I’ve had an embarrassingly easy and lucky life so far. None of my close family members have died, so far the closest thing to a death in the family was when our golden retriever Buster died. Hopefully it stays that way for a long time.
My first experience with death was when one of my best friends, Thomas Vance, died. Died isn’t the right word, he was killed, struck by several cars while walking onto the onramp for I-95, only one of which bothered to stop. It’s hard for me to talk about all the ways his death affected me when I think about his family. They’re some of the nicest people I’ve ever met, so I consider it wrong for me to go on about my experience. They were his family, I was just his friend. It’s enough to say that even today I’m horribly shocked and distraught about what happened to him. I’ve thought about him every day since my friend Mike called me at work and told me what happened.
That was my first real experience with death. I just recently had my second.
I met Gertie Poole while I was working at Borders bookstore. Gertie came in to do a signing. Authors usually came by on peak days like Saturday or Sunday, stay for an hour or two then leave. But Gertie did two signings every week, Tuesdays and Fridays, and would stay for around three hours. I think I spoke to her first.

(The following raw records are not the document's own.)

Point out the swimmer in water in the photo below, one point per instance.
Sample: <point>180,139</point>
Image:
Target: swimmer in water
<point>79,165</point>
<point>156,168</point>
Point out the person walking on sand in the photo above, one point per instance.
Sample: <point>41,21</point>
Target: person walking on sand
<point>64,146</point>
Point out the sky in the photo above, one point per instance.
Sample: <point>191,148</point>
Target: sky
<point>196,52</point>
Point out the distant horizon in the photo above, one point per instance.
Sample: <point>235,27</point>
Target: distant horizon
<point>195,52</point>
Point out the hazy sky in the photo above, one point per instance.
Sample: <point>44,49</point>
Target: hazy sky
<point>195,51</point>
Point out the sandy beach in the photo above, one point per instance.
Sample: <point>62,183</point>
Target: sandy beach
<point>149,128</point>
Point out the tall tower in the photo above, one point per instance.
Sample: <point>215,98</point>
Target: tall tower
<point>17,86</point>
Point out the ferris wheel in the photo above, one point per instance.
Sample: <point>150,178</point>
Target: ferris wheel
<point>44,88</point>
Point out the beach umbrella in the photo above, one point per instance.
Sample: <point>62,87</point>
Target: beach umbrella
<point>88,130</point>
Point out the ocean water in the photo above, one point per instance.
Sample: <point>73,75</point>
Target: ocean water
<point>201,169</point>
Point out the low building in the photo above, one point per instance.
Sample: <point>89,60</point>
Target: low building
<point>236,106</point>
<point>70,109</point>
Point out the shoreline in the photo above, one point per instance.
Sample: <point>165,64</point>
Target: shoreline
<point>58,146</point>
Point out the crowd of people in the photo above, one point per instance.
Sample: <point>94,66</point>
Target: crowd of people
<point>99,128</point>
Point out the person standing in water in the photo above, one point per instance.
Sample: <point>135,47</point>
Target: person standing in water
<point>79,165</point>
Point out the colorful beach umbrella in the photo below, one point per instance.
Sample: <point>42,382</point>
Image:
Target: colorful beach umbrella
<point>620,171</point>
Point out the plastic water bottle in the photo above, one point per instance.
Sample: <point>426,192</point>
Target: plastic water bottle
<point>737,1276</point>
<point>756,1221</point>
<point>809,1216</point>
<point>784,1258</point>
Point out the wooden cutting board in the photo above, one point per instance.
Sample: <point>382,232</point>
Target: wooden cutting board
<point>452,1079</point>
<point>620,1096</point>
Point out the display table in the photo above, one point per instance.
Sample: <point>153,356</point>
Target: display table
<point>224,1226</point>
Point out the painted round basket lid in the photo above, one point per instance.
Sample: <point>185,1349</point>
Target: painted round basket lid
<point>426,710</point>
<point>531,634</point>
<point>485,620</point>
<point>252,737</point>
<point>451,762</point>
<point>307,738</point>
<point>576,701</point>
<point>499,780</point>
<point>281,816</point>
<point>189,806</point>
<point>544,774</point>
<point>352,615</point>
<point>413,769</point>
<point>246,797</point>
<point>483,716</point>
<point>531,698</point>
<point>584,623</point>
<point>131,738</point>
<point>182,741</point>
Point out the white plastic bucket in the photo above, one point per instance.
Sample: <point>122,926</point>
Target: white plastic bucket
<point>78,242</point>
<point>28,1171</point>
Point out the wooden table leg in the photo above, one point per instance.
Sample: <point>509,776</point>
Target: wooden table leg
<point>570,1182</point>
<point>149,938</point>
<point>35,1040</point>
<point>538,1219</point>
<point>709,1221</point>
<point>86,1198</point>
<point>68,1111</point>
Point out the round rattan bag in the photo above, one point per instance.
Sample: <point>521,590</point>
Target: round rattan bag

She was a publishing fantasy author, I couldn’t help admiring her. Here was a person who didn’t just talk about writing, she did it, lived it. When we talked, she was kind to me. I don’t remember how I learned she was blind, it wasn’t as obvious as you might think. She walked without a cane, mostly unaided. It never bothered her, wasn’t even a nuisance, as far as I could tell. She did what she loved to do. Clichés aside, she inspired me to write.
That was when I stopped talking about writing and started writing. Gertie agreed to read and critique my writing. I had my first publication not long after. I owe Gertie for that and for my subsequent publications. That was my routine, write something and mail it to Gertie. She had some program read it to her, and then she’d mail me her comments. I started looking forward to her comments; partly because she was insightful, in part because she was one of the only writers I knew who would actually give me feedback. She did it because that was the kind of person she was.
Eventually I read her book Realm, which was published locally. The polite and dishonest thing to say here would be that her book wasn’t my cup of tea. The truth is that I had to struggle through it. I thought that the writing was sloppy, the characters were one-dimensional, and so on. I made a few oblique and unhelpful comments about her book that she could probably tell were dishonest. I couldn’t tell if she could tell. She never changed, gave me the same warm smile. We were good friends. I even got in trouble at work a few times for talking with her too much. The two of us must’ve looked funny together, a twenty-one year old and a woman in her mid fifties.
Once I got my life together, I quit Borders and went back to college. I graduated not too long after, was on the Dean’s list every semester with mostly straight A’s. I kept getting published, won some awards and contests. At some point in our correspondence Gertie told me she had brain cancer. I wasn’t prepared for that email, I don’t know how anyone could be. I sent an email back, linking shocked and apologetic and remorseful words into a few bumbling sentences. I felt like I had when Tom died – like an intruder, some idiot who’d stolen hours of her time from her family. I thought it was best to go away, so I did. That was the last time we spoke.
Every few days or so after that email I ran google searches on her name. A few weeks ago I read her obituary. Is there a difference between vehicular manslaughter and brain cancer? Stupid question. The more I think about Gertie now, the more I realize how extraordinary she was. No, that’s probably a trivial way to describe her. We always build palaces and shrines of someone when they pass. I knew Gertie as a writer, a reader and a friend. When I think about her in those terms, I feel ashamed.
Sure, maybe I can dissect her writing and trash it, find a million flaws in it. What kind of publisher would print this? What kind of writer?
A purer writer than me.
Someone who wrote because she loved to tell stories, the stories she had in her heart. That was my perception of her. Her book, Realm, drips with the kind of raw enthusiasm that’s inimitable. Something that’s probably lost in some of my own fiction, which is sometimes overwrought.
I think back on when I read Realm. I was stupid, immature, cruel, nearsighted. I’ll probably never have the generosity or clarity of purpose that Gertie had, but that doesn’t mean I can’t try.